A window at Threewalls, an arts nonprofit and gallery in Humboldt Park that awards fellowships to artists of color in Chicago.
Cultural institutions in Chicago and around the country are promising to do better with how they approach inclusion and representation.
That's after artists, curators, students and staff have made accusations of racism, pay inequity and tokenism against many of these often well-funded organizations. Leaders have resigned and groups have made new vows to focus on racial justice. The Threewalls nonprofit arts group and gallery in the Humboldt Park neighborhood has been through this process before.
When Executive Director Dr. Jeffreen Hayes came on board in 2015, she was tasked with making Threewalls focused on serving and showcasing artists of color, including hiring a staff and recruiting a board of directors that reflected the diversity of Chicago.
Threewalls had been known as a valuable institution for emerging artists, but Hayes said "the majority of the artists were white artists."
The organization now makes supporting ALANA (African, Latinx, Arab and Native American) artists central to its mission. One way is through its RaD Lab+Outside the Walls fellowship, which is in its third year. This year, seven individual Chicago artists and one duo were each awarded $32,000 to research, develop and test an idea that addresses a racial justice issue where they live. Hayes said the nine fellows demonstrated that they are "of community" rather than just "in community," meaning their individual projects are centered on collaboration.
The projects are "reciprocal," she said. "It's not that you are coming in and you are telling a community about themselves, but you are actually there and you are listening."
Taking trash and making music
One of the RaD Lab fellows,Aquil Charlton, has deep roots in the North Kenwood/Oakland neighborhood on Chicago's South Side. He's the third-generation in his family to live there.

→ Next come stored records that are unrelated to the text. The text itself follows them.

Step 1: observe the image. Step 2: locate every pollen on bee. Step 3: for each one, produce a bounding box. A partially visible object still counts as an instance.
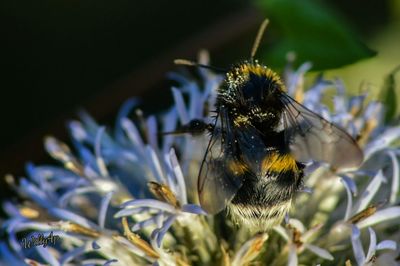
[261,153,298,172]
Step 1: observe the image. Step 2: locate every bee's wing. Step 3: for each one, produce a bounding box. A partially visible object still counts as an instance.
[197,110,243,214]
[281,94,363,169]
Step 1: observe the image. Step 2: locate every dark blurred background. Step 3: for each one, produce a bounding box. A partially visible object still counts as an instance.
[0,0,400,198]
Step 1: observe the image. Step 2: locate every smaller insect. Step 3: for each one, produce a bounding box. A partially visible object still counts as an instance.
[176,20,363,231]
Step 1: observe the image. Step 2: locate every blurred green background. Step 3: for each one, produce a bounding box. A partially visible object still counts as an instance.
[0,0,400,179]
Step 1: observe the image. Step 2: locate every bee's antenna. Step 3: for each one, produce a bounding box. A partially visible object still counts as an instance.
[250,18,269,59]
[174,59,228,73]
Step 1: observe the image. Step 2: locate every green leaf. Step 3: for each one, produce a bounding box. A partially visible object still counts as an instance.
[379,66,400,122]
[257,0,376,70]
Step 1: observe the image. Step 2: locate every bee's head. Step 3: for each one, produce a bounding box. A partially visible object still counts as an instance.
[226,61,285,107]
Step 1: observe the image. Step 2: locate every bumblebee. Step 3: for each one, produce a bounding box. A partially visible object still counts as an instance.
[178,20,363,231]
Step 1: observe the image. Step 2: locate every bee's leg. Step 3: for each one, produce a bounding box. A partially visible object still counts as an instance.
[162,119,214,135]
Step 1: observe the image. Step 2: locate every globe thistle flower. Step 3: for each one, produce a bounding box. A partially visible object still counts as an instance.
[0,51,400,265]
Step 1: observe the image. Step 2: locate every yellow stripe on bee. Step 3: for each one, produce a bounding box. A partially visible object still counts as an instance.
[261,153,298,172]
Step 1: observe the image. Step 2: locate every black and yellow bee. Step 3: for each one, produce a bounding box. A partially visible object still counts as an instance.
[177,20,363,230]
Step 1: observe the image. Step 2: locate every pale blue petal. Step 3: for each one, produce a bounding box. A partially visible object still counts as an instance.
[114,208,148,218]
[376,240,397,250]
[172,87,190,125]
[340,176,354,221]
[388,150,400,204]
[60,245,87,265]
[169,148,187,204]
[121,199,177,213]
[287,244,298,266]
[98,191,114,228]
[366,227,376,261]
[94,127,109,176]
[146,116,158,149]
[357,206,400,228]
[49,208,97,228]
[351,225,365,265]
[353,171,386,213]
[114,98,140,142]
[304,244,334,260]
[35,246,61,266]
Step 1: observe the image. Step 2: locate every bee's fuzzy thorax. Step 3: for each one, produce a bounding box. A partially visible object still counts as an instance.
[219,60,286,102]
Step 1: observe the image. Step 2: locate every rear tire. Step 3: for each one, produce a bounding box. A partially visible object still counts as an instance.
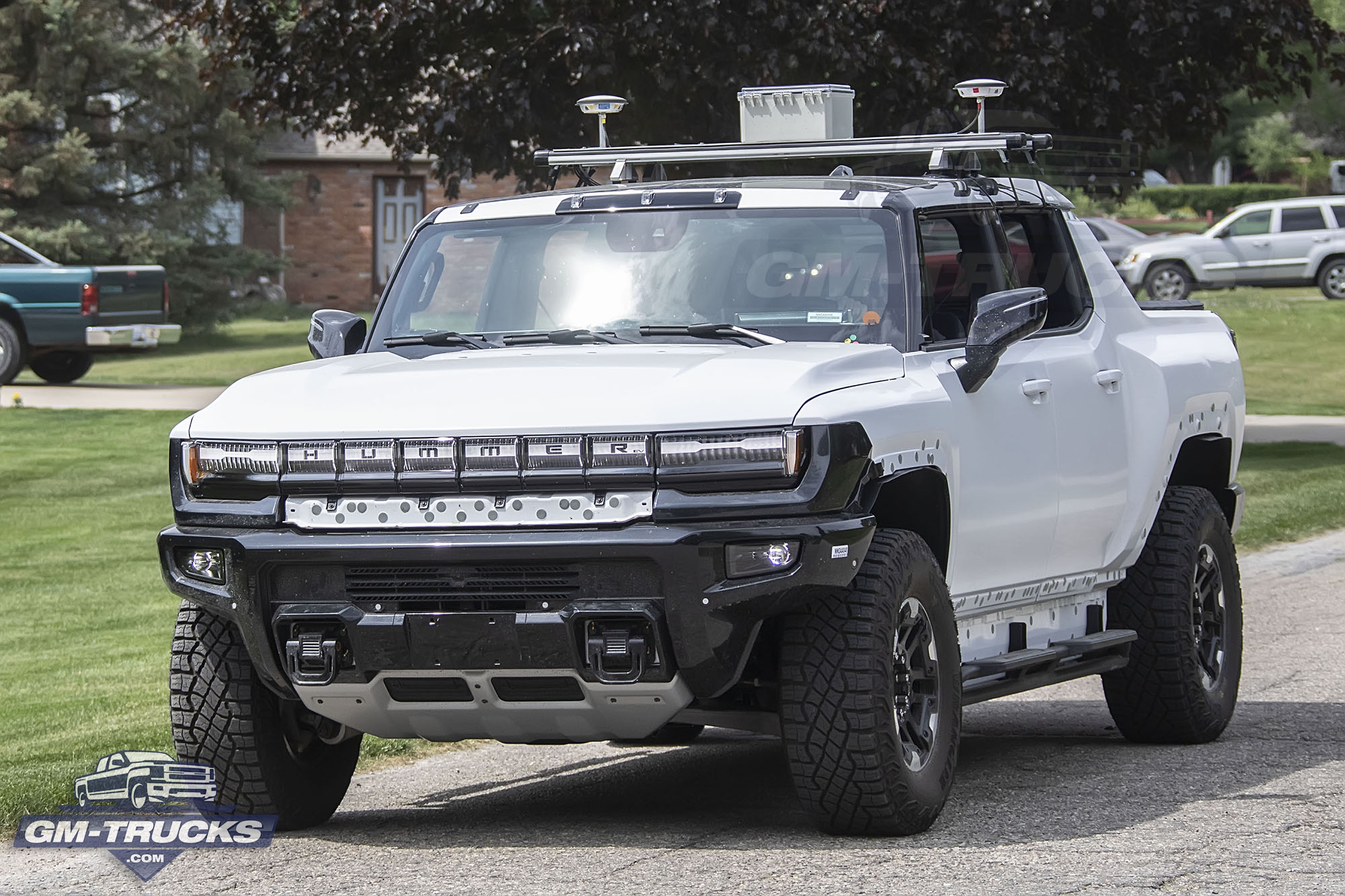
[28,348,93,383]
[0,320,27,386]
[780,529,962,836]
[168,602,362,830]
[1145,262,1194,301]
[1102,486,1243,744]
[1317,258,1345,300]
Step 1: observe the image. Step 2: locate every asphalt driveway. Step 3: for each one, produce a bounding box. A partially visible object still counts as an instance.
[0,533,1345,895]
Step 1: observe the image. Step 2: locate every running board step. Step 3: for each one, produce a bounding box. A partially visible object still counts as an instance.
[962,628,1138,705]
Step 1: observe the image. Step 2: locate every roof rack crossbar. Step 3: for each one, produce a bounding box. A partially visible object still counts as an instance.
[534,133,1050,168]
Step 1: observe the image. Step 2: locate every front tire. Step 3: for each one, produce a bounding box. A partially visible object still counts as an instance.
[1102,486,1243,744]
[169,602,362,830]
[0,320,27,386]
[780,529,962,836]
[1145,262,1194,301]
[1317,258,1345,300]
[28,350,93,383]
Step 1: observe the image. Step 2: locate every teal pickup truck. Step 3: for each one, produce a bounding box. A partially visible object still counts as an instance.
[0,233,182,384]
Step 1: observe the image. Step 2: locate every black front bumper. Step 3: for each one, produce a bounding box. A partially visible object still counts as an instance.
[159,514,874,697]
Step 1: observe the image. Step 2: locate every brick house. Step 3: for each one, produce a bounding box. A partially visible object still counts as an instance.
[242,133,515,311]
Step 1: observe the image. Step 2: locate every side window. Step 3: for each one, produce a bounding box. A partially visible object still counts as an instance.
[1223,208,1270,237]
[0,239,38,265]
[1002,211,1092,329]
[1279,206,1326,233]
[920,211,1014,341]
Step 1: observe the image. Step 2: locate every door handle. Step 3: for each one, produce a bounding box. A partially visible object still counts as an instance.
[1022,379,1050,405]
[1093,370,1126,395]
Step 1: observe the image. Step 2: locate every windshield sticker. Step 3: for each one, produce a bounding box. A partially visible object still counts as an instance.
[13,749,277,880]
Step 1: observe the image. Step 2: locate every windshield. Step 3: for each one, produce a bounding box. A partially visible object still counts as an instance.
[370,208,905,350]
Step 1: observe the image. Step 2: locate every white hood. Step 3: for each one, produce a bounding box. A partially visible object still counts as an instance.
[191,341,905,438]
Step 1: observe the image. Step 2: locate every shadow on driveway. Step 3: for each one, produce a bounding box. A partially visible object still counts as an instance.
[299,700,1345,849]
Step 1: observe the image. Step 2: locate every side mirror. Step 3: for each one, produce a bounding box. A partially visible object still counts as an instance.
[958,286,1046,393]
[308,308,369,358]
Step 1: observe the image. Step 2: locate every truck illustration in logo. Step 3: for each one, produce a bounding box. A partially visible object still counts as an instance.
[75,749,217,809]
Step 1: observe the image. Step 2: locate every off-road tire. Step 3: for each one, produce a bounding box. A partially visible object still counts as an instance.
[780,529,962,836]
[169,602,360,830]
[1102,486,1243,744]
[1317,258,1345,300]
[1145,261,1196,301]
[28,348,93,383]
[0,320,27,386]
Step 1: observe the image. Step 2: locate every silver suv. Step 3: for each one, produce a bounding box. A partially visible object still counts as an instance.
[1116,196,1345,301]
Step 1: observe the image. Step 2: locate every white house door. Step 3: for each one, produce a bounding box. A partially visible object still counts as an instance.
[374,177,425,290]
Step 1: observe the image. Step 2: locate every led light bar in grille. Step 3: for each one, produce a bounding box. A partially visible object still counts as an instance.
[183,429,804,494]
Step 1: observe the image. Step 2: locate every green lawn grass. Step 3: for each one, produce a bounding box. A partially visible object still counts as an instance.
[0,409,1345,830]
[0,409,452,830]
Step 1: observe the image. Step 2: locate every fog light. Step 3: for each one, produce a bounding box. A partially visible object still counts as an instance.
[724,541,799,579]
[182,551,225,581]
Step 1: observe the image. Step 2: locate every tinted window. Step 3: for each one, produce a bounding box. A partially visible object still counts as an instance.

"My grandmother moved into the neighborhood in the '50s," Charlton said. "I live in the co-op that she bought."
As part of his fellowship, Charlton plans to continue his Mobile Music Box, which he created in 2016 as a "music making cart." The educator and self-taught musician said the idea came from researching simple instruments to make, and he "realized that many of them could be made from recycled materials."
He's using the Mobile Music Box to raise environmental consciousness in his neighborhood by teaching others to make instruments out of found objects. Charlton said part of environmental racism is the assumption that communities of color don't have the interest to recycle or aren't active in environmental conservation. But he has found that to be untrue.
Charlton makes small drums from soup cans and balloons, and a wind instrument from plastic filters. He doesn't want "materials or overhead to be a huge barrier" to making music, he said, so he uses castaway objects to show that instruments can be accessible.
Threewalls in Humboldt Park gives artists of color the grants and time they need to create projects on racial justice.
Other RaD Lab fellows this year include Chineze Mogbo and Safiya Eshe Gyas, who will confront what they call medical racism by hosting conversations with Black survivors of traumatic brain injury and post-traumatic stress disorder where they can share their stories.
Another RaD Lab fellow, Jenna Anast, will host a multimedia talk show in Pilsen called "Craft Service," featuring interviews with changemakers.
Caring for the artist, not just the art
As a curator and arts administrator, Hayes said she's often seen how artists' self-care becomes secondary to their creative work.
"When I've had conversations with artists, a lot of institutions want their work — that is, the product — but aren't always as concerned about the individual," she said. "They start to talk about other things going on in their life that affect their practice."
For example, some artists have revealed how depression can be debilitating to their work, Hayes said. The RaD Lab fellowship addresses the need for artists to take care of themselves.
"We absolutely encourage, and kind of require them, to pay themselves" with their fellowship money, Hayes said.
And fellows are urged to think about reducing their debt, looking after their mental and physical health care, and taking vacation time. All of this is especially important in the wake of the police killing of George Floyd, and the nationwide protests and soul-searching it has spawned.
"There's so much trauma attached to this, for all of us," Hayes said. "There are too many videos like that and every day it seems like there's a new video."
Hayes said the goal for the RaD Lab fellowships is 16 projects a year.
"We may get there, we may not," she said, adding that it's important to reach as many artists and neighborhoods in Chicago as possible.